= Center for Advanced Materials, University of Houston =

The Center for Advanced Materials (CAM), formerly the Space Vacuum Epitaxy Center, is a laboratory established in 1986 at the University of Houston for researching the science and application of advanced materials. It is hosted in 8000 sqft of space in three buildings on the Houston campus. Its facilities contain equipment dedicated to thin-film deposition, processing and characterization of III-V compound semiconductors, high-temperature superconductivity, and ferroelectric oxide material systems. The Wake Shield Facility was developed at this center.

Today, CAM’s research focuses on energy materials, nanoelectronics, and materials at the physical-biological interface, with an emphasis on sustainability and industry applications.

==Research Focus==
CAM’s current research is focused in the following key areas:

- Energy Materials – Photovoltaics, fuel cells, and supercapacitors.
- Nanoelectronics Materials – Graphene and resistive memory.
- Materials at the Physical-Biological Interface – Biosensors and detectors.
- Advanced Oxides – High-temperature superconductors and ferroelectric oxide systems.
- Optoelectronic Materials & 2D Systems – Thin films and semiconductor systems.
- Space Materials Science – Materials designed for performance in space environments.

As of March 2025, current projects include:
- Photovoltaics & Nanostructures – Developing advanced materials for improving solar cell efficiency.
- Nanoelectronics & Nanoenergetics Materials – Researching graphene-based materials and resistive memory systems.
- Advanced Oxides – Exploring superconductivity and other properties of oxide materials.
- Optoelectronic Materials & 2D Systems – Investigating thin-film and 2D material-based optoelectronics.
- Space Materials Science – Developing materials capable of withstanding extreme space environments.

==History==
Since its founding, CAM has focused on both fundamental science and technological applications. The center’s ability to secure funding and industry partnerships has enabled it to play a key role in advancing materials science research and its applications.

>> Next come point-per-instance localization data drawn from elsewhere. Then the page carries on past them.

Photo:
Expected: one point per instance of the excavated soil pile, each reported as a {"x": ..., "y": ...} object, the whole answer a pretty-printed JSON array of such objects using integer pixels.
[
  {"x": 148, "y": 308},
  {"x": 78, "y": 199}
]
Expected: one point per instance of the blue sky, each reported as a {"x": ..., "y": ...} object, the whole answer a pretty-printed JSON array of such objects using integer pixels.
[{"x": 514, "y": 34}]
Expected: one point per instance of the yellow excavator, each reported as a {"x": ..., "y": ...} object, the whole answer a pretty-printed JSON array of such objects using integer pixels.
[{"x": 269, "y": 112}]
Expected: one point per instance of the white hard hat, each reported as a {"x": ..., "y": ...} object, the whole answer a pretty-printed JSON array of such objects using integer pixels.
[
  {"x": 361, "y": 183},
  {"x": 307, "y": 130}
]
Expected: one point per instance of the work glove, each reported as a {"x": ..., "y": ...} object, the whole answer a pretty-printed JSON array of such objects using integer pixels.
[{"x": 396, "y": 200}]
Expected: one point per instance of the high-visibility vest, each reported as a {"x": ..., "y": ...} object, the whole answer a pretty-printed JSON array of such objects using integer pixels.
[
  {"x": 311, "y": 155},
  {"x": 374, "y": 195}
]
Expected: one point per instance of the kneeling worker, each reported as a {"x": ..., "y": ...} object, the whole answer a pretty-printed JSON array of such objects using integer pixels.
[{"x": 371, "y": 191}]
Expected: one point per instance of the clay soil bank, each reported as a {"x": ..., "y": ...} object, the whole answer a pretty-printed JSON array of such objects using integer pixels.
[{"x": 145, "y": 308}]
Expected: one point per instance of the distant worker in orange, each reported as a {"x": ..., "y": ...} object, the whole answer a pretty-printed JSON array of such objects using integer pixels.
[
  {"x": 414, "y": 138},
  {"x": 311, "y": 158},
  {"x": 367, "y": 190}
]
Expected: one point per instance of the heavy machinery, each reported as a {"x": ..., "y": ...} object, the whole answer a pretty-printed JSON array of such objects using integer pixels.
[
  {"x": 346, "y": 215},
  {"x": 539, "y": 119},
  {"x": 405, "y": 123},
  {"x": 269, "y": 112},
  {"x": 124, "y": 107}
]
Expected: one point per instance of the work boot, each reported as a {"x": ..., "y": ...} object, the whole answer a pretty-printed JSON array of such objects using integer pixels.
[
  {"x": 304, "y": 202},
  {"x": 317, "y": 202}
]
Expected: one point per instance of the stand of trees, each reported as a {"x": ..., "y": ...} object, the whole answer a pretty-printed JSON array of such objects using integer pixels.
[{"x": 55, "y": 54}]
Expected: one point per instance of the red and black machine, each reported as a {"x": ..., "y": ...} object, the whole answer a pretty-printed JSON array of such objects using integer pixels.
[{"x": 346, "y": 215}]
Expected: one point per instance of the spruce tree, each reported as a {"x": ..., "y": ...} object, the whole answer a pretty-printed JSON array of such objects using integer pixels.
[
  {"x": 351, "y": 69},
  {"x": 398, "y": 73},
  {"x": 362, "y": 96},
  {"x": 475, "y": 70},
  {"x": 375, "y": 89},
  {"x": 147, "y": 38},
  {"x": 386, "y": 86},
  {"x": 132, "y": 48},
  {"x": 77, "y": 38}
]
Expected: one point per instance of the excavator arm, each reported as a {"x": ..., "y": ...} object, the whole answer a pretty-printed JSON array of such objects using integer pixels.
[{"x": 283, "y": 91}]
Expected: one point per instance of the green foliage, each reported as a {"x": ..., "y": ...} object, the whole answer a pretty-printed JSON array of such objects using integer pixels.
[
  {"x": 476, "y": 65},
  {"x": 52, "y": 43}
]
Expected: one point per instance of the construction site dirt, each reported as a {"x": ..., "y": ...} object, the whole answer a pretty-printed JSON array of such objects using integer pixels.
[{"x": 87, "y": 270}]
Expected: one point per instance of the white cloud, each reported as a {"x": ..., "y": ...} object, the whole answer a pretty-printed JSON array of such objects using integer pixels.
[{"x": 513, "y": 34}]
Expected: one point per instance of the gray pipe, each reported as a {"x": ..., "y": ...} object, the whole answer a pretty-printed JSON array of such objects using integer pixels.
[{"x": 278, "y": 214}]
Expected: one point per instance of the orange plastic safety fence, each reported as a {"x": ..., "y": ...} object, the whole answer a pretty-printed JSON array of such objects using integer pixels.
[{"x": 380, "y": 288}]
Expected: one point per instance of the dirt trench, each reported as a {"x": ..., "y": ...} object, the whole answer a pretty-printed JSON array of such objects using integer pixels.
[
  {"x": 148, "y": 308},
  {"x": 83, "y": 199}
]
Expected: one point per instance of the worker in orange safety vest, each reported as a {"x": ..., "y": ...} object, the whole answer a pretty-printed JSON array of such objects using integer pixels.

Funding and Industry Partnerships
- CAM has historically garnered over $70 million in federal funds and a total of $104 million in cash and in-kind funding since its inception. The center has developed a major intellectual property (IP) marketing strategy, securing over $6.2 million in funding directly related to industry interest in CAM's IP.

==Operations==
CAM operates under a project-based structure, where project leaders are responsible for the scientific, technical, and financial productivity of their research. This structure allows the center to effectively transition scientific advances into commercial applications, contributing to the center’s sustainability and economic impact.

CAM’s facilities, located in three buildings at the University of Houston, are dedicated to thin-film deposition, processing, and characterization of advanced materials. The equipment supports research in superconductivity, photovoltaics, nanoelectronics, and materials science.